Transforming Research in Arabic-Based Languages
Handwritten notes, diaries, letters …
So often, these low-tech documents hold the keys to unlocking whole histories. But how can researchers — and families — search through millions of such pages that span the sixth to the 20th centuries? Digitizing them is the first step. However, when they’re written in Arabic, whose letters take various, position-dependent forms and often carry dots, lines, or diacritic markers, the challenge becomes extreme.
With support from a $476,483 grant from the National Endowment for the Humanities — the largest NEH grant to NC State University to date — researchers at the Moise A. Khayrallah Center for Lebanese Diaspora Studies are taking on that challenge.
“We intend to revolutionize research by making historical data easily and readily accessible to scholars and the general public,” says Akram Khater, a University Faculty Scholar and professor of history. He also holds the Khayrallah Chair in Diaspora Studies and serves as director of the Khayrallah Center. “Our efforts will transform research in Arabic-based languages.”
This work builds on the Khayrallah Center’s Arabic Optical Character Recognition (OCR) Project, which aims to improve access to Arabic texts by developing a fully-searchable database for researchers and the public.
In the first phase of the project, an interdisciplinary team of historians and computer science graduate students created software to convert images of Arabic newspapers and books into computer-readable text files.

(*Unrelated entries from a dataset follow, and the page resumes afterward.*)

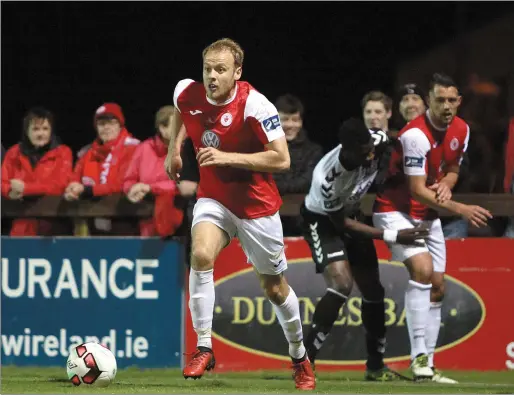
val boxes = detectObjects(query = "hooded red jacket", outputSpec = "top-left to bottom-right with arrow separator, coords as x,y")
2,144 -> 73,236
123,136 -> 184,237
71,129 -> 139,196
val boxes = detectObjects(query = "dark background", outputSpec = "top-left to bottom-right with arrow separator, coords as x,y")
1,1 -> 514,151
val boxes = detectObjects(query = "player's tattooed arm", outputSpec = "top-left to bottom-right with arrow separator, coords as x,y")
168,107 -> 186,155
330,210 -> 429,245
164,107 -> 186,182
405,175 -> 493,228
428,165 -> 459,203
196,137 -> 291,173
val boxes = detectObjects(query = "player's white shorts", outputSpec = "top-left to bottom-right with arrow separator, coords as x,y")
191,198 -> 287,274
373,211 -> 446,273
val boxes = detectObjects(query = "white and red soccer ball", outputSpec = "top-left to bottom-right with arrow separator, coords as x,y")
66,342 -> 117,387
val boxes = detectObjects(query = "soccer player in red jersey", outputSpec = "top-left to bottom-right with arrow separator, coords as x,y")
373,74 -> 492,383
165,39 -> 315,390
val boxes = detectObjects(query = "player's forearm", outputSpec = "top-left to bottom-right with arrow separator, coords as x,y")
330,212 -> 384,240
229,150 -> 290,173
440,172 -> 459,190
168,109 -> 186,154
411,186 -> 463,215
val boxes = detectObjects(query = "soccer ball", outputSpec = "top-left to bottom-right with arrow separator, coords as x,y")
66,342 -> 117,387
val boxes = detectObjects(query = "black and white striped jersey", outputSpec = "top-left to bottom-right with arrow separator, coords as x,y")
305,144 -> 378,215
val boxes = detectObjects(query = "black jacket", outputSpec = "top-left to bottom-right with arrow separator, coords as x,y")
273,129 -> 323,195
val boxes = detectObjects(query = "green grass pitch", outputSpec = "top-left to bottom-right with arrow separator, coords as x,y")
1,366 -> 514,394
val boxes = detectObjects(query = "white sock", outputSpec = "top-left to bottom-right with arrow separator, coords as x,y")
405,280 -> 432,359
272,287 -> 306,359
189,269 -> 214,348
425,302 -> 443,368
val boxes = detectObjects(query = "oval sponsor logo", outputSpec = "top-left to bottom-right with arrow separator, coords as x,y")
202,130 -> 220,148
213,258 -> 485,365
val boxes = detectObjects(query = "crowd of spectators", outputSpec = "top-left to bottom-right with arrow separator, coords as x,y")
2,80 -> 514,238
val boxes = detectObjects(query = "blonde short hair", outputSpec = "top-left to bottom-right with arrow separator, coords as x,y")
202,38 -> 244,67
155,106 -> 175,130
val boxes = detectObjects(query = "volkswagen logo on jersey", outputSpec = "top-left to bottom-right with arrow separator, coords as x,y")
221,112 -> 232,127
202,130 -> 220,148
369,128 -> 389,157
450,137 -> 459,151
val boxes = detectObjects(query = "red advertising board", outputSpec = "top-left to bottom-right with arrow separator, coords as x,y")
186,238 -> 514,371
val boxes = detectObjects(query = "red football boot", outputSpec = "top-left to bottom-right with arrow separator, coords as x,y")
182,347 -> 216,380
293,358 -> 316,390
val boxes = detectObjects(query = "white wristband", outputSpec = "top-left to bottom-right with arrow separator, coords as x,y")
383,229 -> 398,243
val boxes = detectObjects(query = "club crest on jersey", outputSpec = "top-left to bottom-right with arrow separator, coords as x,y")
202,130 -> 220,148
262,115 -> 280,132
450,137 -> 459,151
221,112 -> 232,126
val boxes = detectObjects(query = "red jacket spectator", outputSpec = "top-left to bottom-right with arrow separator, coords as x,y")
123,136 -> 184,236
503,117 -> 514,193
71,129 -> 139,197
2,108 -> 73,236
123,106 -> 184,237
64,103 -> 139,235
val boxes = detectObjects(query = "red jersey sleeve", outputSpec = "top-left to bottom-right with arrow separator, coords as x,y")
173,78 -> 194,112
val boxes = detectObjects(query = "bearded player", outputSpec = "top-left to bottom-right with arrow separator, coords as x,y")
373,74 -> 492,384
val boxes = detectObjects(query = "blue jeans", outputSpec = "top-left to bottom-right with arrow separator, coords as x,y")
443,218 -> 468,239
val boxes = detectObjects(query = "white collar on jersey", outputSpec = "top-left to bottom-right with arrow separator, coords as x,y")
205,81 -> 237,106
426,110 -> 448,132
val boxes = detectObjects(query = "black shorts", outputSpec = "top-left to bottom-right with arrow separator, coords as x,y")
300,205 -> 378,273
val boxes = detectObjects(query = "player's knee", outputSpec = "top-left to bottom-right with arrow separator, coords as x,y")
405,254 -> 433,284
261,275 -> 289,306
191,244 -> 215,271
430,283 -> 445,302
329,272 -> 353,296
359,281 -> 385,302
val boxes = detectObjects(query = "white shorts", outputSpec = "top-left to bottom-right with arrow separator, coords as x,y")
373,211 -> 446,273
191,198 -> 287,275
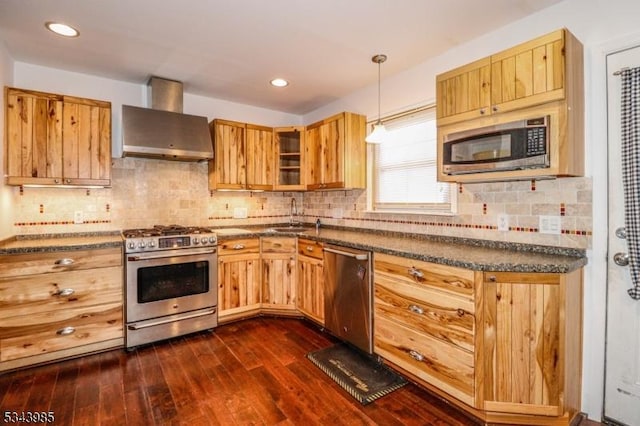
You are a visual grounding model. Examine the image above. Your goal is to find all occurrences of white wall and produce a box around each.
[304,0,640,420]
[0,41,14,240]
[13,62,302,157]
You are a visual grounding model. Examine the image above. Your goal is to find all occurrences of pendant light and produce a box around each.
[365,54,387,144]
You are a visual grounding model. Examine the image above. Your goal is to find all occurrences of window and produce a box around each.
[371,106,455,214]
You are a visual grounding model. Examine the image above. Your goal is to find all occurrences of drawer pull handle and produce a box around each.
[409,305,424,315]
[53,288,76,297]
[409,350,424,362]
[56,327,76,336]
[409,266,424,278]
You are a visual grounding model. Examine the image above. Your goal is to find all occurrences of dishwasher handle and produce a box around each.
[323,247,369,260]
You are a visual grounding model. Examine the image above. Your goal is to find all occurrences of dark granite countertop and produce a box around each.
[0,232,123,255]
[217,225,587,273]
[0,225,587,273]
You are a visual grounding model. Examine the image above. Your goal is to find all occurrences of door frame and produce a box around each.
[582,32,640,421]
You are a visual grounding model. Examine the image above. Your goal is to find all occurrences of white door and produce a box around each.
[608,46,640,426]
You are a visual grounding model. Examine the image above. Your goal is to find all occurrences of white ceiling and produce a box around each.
[0,0,560,115]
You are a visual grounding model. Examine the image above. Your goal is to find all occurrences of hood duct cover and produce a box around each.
[122,77,213,161]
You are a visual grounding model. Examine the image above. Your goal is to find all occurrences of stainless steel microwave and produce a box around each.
[442,116,550,175]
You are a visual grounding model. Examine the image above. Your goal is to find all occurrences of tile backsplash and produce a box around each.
[12,158,592,249]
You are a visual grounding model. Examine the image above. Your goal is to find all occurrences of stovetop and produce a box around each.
[122,225,213,238]
[122,225,218,253]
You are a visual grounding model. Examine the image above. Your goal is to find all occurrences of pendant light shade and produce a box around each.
[365,54,387,144]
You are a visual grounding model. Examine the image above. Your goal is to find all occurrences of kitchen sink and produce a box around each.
[268,226,311,232]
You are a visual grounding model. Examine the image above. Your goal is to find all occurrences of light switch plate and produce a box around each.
[73,210,84,224]
[540,216,562,234]
[498,213,509,232]
[233,207,247,219]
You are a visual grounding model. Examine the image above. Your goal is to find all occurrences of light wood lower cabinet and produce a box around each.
[297,238,324,325]
[261,237,296,314]
[483,270,582,417]
[374,253,476,405]
[218,238,261,323]
[0,247,124,370]
[374,253,582,425]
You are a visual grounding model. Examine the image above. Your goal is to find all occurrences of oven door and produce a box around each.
[126,248,218,323]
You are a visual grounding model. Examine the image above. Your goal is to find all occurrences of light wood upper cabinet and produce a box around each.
[305,112,366,190]
[209,120,247,189]
[5,88,111,186]
[436,58,491,123]
[245,124,275,191]
[436,29,584,126]
[273,126,306,191]
[209,119,274,190]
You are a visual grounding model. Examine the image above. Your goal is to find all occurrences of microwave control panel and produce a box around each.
[527,127,547,157]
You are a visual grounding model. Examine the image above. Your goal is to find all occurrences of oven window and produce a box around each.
[138,261,209,303]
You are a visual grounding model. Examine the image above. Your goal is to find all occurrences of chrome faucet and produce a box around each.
[289,197,298,225]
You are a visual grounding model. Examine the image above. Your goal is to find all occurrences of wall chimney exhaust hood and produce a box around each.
[122,77,213,161]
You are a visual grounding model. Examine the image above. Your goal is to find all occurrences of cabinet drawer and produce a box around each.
[374,316,475,405]
[0,266,123,320]
[374,275,475,352]
[218,238,260,255]
[298,238,324,259]
[0,303,124,362]
[261,237,296,253]
[0,247,122,278]
[374,253,474,300]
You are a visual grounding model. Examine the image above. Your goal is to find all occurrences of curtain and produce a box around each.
[620,68,640,300]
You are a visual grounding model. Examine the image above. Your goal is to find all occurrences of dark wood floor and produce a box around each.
[0,318,600,426]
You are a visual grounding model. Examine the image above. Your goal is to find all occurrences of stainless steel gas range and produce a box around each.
[123,225,218,349]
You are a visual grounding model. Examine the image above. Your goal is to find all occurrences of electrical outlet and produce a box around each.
[539,216,562,234]
[73,210,84,223]
[498,213,509,232]
[233,207,247,219]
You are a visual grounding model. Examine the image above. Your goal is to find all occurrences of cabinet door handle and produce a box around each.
[409,350,424,362]
[409,266,424,278]
[56,327,76,336]
[409,305,424,315]
[53,288,76,297]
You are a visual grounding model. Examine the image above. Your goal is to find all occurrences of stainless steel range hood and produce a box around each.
[122,77,213,161]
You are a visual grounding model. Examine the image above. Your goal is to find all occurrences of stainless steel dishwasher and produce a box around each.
[324,245,373,354]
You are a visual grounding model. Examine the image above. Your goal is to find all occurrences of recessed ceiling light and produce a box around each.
[44,22,80,37]
[271,78,289,87]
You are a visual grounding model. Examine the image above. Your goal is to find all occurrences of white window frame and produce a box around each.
[367,104,458,216]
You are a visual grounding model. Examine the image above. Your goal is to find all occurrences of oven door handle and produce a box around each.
[127,249,216,262]
[127,308,216,330]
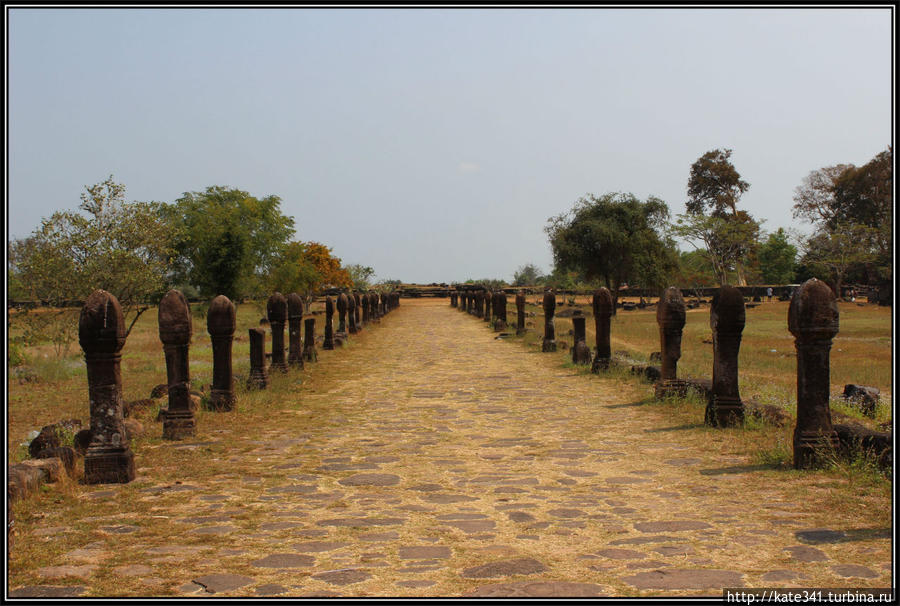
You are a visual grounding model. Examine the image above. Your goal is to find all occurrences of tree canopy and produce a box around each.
[545,193,677,297]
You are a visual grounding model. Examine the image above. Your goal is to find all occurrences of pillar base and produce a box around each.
[84,447,134,484]
[163,410,197,440]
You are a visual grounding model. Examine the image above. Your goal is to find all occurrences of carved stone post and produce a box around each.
[788,278,840,469]
[494,290,506,332]
[303,318,319,362]
[78,290,134,484]
[336,293,348,338]
[347,293,359,335]
[266,292,287,372]
[541,290,556,352]
[287,292,303,368]
[655,286,687,398]
[159,289,195,440]
[206,295,235,412]
[516,290,525,336]
[591,287,613,374]
[353,292,362,330]
[572,316,591,364]
[706,286,746,427]
[247,328,269,389]
[322,295,334,349]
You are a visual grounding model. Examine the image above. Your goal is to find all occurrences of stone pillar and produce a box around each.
[353,292,362,330]
[516,290,525,336]
[541,290,556,352]
[206,295,235,412]
[336,293,347,338]
[706,286,746,427]
[572,316,591,364]
[494,290,506,332]
[159,289,196,440]
[287,292,303,368]
[78,290,134,484]
[247,328,269,389]
[322,295,334,350]
[266,292,287,372]
[303,318,319,362]
[347,293,359,335]
[788,278,840,469]
[591,287,613,374]
[656,286,687,398]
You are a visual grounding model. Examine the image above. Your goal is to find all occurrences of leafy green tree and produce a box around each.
[757,227,797,284]
[167,185,294,299]
[344,263,375,290]
[545,193,677,298]
[513,263,541,286]
[13,175,174,333]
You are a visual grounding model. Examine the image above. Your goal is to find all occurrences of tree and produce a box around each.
[545,193,677,306]
[345,263,375,290]
[513,263,541,286]
[679,149,759,286]
[757,227,797,284]
[167,185,294,299]
[13,175,174,333]
[803,223,878,297]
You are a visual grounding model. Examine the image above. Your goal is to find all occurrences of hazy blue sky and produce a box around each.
[7,8,894,282]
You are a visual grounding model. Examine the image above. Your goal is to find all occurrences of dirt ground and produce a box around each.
[8,299,894,597]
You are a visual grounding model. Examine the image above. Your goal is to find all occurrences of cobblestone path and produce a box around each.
[10,299,891,597]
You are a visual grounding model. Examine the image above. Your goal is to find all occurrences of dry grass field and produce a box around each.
[7,297,893,597]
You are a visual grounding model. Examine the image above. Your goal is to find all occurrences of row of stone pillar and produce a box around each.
[78,290,400,484]
[532,278,839,468]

The database, released in 2020, allows researchers to search through thousands of digitized pages in minutes, rather than hours or days.
Now, the second phase of the project will focus on handwritten documents, which Khater says comprise most of the historical data (pre-1950s) about Arabic-speaking people in North and South America, as well as in the Middle East and North Africa. These pieces, he says, pose a different problem due to their lack of consistency and uniformity in style of writing, in clarity, and in type of document.
We intend to revolutionize research by making historical data easily and readily accessible to scholars and the general public.
When the project is complete, documents in Arabic as well as in Ottoman Turkish and Farsi will be accessible. This will make text searchable a treasure trove of digitized pages archived at the Khayrallah Center and other research centers around the world.
The Khayrallah Center’s archive now contains 250,000 pages, which will increase to 1 million in the next three years. To date, 8% of the center’s material has been uploaded to the searchable OCR database.
The team includes Chau-Wai Wong, assistant professor in NC State’s electrical and computer engineering department, a doctoral student and a postdoctoral fellow in computer vision, and history graduate students.
In addition, paid volunteers will transcribe a number of handwritten documents. This step will create 100,000 data points that will enable the computer to read the documents and make them searchable. Students in the Arabic studies program at NC State will test the software.
More than 1,000 users from the Middle East and the U.S. have already used the project’s initial database. They range from scholars conducting research to people looking for lost relatives. That number will grow with forthcoming software affordances, such as the ability to translate texts from Arabic to English, visualize the data, and do linguistic analysis.
Meanwhile, the project has attracted interest from research centers hoping to collaborate and from organizations willing to provide additional funding, Khater says.
“From the start, the goal was to build the largest searchable database of Arabic documents,” he adds. “We are well on our way to achieving that goal and to putting it in the service of people’s imaginations.”